View Full Version : What is the average and replacement level RA for the past few years?
Mariano_Rivera
09-16-2006, 06:08 AM
What is the average and replacement level RA for the past few years?
538280
09-16-2006, 09:29 AM
RA would just be runs per game (run average, runs per nine innings)...so here you go:
AL
2005: 4.76
2004: 5.01
2003: 4.86
NL
2005: 4.45
2004: 4.64
2003: 4.61
I can't give you replacement level though. Replacement level is really a theoretical thing which you can define however you want...so what replacement level is is really your own decision (or BP's, or Bill James', or anyone else's. There is no definite replacement level).
SABR Matt
09-16-2006, 11:13 AM
The run-allowing MARGIN can be defined...the replacement level cannot. The replacement level is an empirical thing that is different depending on how you define it. The Margin is a mathematical truth...it is the threshold at which winning games becomes impossible against league average competition. That occurs at a pythagorean .250 W% for team offense and team defense (a team will win zero games or darned close to zero games if its' offensive W% and its' defensive W% add up to .500 or less).
in 2005: 4.76 * (.75 / .25) ^ (1/X)...
.75 because we want to offense facing the pitching staff to have a .750 W%
X is the pythagorean exponant which in this case would be 9.52^.285 or 1.90
that above expression equals 8.49..the margin for team pitching would be roughly 8.5 R/G
Mariano_Rivera
09-16-2006, 12:14 PM
Thats was actually a typo I don't know how I typed that.
SABR Matt
09-16-2006, 01:22 PM
What was a typo?
Tango Tiger
09-16-2006, 02:21 PM
Matt, that is not a mathematical truth! I can see why you are not a fan of the Odds Ratio method.
The .250 off and .250 def will win .000 games, if their effect is linear. However, that's not how it works. The Odds Ratio method would say such a team will win .100 times per game. If you want to say that's "darned close to zero", fine. But, it's not zero. It's around .100.
As for replacement level, I like to define it as .300 on the team level, which would be .380 for non-pitchers and .410 for pitchers. Since it's easier to relieve than start, I break down the pitcher's replacement level into .380 for starters and .470 for relievers.
But, as others have said, you choose what you mean by replacement level.
Tango Tiger
09-16-2006, 02:27 PM
Further to the .250 thing, we'd expect a .250 winning percentage if the offense scores 2.69 runs and the def allows 5.0
We expect a .250 winning percentage if the defense allows 8.5 runs and off scores 5.
Then, it's simply a matter of figuring out how often a team wins if it scores 2.69 and allows 8.5. Using pythagenpat, that answer is .094.

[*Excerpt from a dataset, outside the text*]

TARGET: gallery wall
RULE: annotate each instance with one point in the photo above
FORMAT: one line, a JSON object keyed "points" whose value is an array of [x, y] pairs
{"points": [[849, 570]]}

(Odds Ratio Method would have said .100)
If I use the Tango Distribution, my guess is that it'd be around .100 as well.
SABR Matt
09-16-2006, 02:31 PM
Tango...I've regressed (I know you hate that...but hear me out here) actual W% to the formula I gave...I understand the linear comment, but the regression did not show any systematic tendencies toward underpredicting team W% at the low extreme....the example of this being the Cleveland Spiders, who won at a .130 clip with an OW% and DW% that predicted by my approximation a .149 W%...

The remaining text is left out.